Maxine Steineke Goad died Monday, July 28, 2014, at the age of 83 of multi-infarct dementia. She was preceded in death in the year 2000 by her husband Walter B. Goad. She is survived by her children Marian Goad, Chris Goad, and Donna Goad (Paul Johnson) and grandsons (all of New Mexico), her sister Marian Taaffe of Los Altos Hills, her Taaffe nieces, nephews, grandnieces and grandnephew.
She was born November 17, 1930, in Palo Alto, California, to Max and Florence Steineke.
Her early years were punctuated by travel and living in foreign countries where her father explored for oil (including Saudi Arabia, where she spent almost two years). When not on the move, she lived with her family in the house built by her grandparents in Los Altos Hills.
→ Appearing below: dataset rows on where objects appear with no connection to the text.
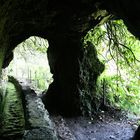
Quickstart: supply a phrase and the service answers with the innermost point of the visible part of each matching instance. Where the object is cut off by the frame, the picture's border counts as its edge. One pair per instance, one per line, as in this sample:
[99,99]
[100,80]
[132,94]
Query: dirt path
[104,128]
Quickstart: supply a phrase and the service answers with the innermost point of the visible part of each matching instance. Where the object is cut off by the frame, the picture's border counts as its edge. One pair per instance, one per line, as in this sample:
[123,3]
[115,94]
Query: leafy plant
[119,51]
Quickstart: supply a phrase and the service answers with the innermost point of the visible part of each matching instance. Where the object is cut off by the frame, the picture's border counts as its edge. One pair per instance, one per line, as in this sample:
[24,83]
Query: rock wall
[37,122]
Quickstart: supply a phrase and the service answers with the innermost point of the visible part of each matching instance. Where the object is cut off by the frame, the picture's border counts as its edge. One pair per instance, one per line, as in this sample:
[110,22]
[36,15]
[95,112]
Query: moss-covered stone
[90,69]
[13,114]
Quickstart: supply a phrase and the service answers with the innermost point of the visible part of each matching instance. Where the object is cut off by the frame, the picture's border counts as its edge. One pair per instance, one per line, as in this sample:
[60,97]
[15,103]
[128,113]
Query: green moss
[13,121]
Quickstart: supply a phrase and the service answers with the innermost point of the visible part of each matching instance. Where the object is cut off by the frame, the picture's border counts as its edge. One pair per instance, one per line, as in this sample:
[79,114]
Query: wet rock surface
[104,128]
[38,124]
[13,116]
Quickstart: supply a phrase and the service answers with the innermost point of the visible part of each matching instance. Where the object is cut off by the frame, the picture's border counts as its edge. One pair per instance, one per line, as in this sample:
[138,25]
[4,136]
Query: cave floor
[104,127]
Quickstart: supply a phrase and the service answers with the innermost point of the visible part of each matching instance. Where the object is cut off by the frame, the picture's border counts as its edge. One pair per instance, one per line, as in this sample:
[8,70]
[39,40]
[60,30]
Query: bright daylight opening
[30,64]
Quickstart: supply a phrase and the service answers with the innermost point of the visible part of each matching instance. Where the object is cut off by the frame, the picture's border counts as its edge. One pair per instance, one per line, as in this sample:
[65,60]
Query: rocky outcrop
[37,122]
[64,24]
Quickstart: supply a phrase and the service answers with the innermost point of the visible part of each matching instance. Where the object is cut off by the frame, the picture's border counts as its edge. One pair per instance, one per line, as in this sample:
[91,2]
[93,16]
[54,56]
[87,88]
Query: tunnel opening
[30,64]
[21,85]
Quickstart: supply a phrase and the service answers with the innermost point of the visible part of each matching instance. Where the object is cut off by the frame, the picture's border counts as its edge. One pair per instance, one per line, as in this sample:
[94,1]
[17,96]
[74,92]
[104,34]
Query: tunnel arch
[64,24]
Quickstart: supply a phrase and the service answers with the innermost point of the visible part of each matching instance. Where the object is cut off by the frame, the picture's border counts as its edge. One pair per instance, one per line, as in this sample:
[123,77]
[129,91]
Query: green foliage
[30,64]
[119,51]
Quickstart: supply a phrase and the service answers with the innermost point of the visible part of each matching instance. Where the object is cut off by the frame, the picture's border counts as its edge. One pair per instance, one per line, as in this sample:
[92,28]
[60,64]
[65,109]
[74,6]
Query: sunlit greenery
[30,64]
[119,50]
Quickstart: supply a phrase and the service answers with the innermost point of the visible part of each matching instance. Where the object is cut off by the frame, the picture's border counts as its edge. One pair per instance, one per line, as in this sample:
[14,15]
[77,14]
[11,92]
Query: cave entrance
[30,64]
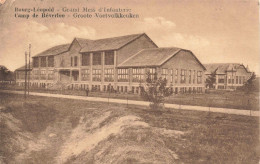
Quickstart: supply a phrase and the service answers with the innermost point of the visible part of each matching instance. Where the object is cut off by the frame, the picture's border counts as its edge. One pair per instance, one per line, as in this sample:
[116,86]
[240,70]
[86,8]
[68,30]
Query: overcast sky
[217,31]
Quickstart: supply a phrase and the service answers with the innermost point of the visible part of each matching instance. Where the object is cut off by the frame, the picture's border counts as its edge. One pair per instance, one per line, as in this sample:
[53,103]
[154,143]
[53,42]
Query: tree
[250,86]
[155,90]
[211,80]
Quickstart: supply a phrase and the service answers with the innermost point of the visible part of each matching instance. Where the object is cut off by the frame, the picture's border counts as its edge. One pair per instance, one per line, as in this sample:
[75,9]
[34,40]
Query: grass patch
[173,136]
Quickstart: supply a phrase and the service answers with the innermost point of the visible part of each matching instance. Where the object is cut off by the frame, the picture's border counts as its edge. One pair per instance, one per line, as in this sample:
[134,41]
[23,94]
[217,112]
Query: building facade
[118,63]
[228,75]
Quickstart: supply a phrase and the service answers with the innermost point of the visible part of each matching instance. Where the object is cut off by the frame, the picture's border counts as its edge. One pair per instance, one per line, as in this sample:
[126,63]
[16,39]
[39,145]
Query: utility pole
[29,68]
[25,75]
[232,78]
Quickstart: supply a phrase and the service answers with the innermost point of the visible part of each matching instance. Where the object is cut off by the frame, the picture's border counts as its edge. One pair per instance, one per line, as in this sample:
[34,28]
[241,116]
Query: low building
[118,63]
[228,75]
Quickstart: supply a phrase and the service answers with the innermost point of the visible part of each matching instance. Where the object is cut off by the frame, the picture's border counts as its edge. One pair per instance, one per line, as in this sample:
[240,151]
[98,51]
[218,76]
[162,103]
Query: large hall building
[118,63]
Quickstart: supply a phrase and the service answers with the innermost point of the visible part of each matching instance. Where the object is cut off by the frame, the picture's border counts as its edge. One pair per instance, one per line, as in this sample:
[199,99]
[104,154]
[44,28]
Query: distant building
[118,63]
[228,75]
[6,76]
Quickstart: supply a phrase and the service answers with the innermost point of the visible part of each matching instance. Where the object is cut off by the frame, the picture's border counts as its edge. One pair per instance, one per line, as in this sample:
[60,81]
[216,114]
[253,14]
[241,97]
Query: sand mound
[122,139]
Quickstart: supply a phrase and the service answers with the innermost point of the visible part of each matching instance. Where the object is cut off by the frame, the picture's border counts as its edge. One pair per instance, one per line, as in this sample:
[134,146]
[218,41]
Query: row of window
[37,75]
[43,61]
[139,75]
[187,76]
[236,79]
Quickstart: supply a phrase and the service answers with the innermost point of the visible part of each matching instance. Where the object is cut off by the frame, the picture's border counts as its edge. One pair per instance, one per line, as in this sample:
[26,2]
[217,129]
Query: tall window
[123,75]
[85,75]
[164,73]
[138,75]
[194,77]
[75,61]
[189,76]
[85,59]
[97,58]
[43,75]
[243,79]
[109,58]
[221,79]
[176,76]
[229,79]
[199,77]
[96,75]
[36,74]
[172,75]
[43,61]
[35,62]
[50,75]
[109,75]
[183,76]
[152,72]
[51,61]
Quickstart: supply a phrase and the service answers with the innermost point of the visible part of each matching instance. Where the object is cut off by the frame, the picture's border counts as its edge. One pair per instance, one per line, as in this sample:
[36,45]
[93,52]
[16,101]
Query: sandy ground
[75,131]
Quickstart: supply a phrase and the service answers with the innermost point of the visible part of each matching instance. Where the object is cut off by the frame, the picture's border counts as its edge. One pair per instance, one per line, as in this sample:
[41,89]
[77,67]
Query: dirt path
[143,103]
She attended Stanford University where she received a bachelor’s and master’s degree in physics. She learned to mountain climb with the Stanford Alpine Club and attended their reunions until a few years ago. It was during her summer in the graduate student program at Los Alamos Scientific Laboratory in New Mexico (the first female student to be chosen for this program) that she met Walter B. Goad in 1952. They married later that year and were married for almost 49 years. They built their home and raised three children in El Rancho, New Mexico. She and Walter took their children on many wilderness camping and sailing adventures over the years. In the 1970s, Maxine went to work for New Mexico's Environment Department, after years of citizen activism in the field of water quality. There she played a central role in the development of New Mexico’s groundwater protection regulations which became a model for other states. She retired in the late 1990s but continued to be involved in political and environmental issues. In 2003, she was appointed to the Water Quality Control Commission by Governor Richardson. She was the recipient of the New Mexico Earth Science Achievement Award in 2008 “for outstanding contributions advancing the role of earth science in areas of public service and public policy in New Mexico.” She received the Sierra Club's National Distinguished Service Award in 2013 for her lifelong commitment to protecting the environment.
Maxine’s life was one of generosity and caring. She will be deeply missed.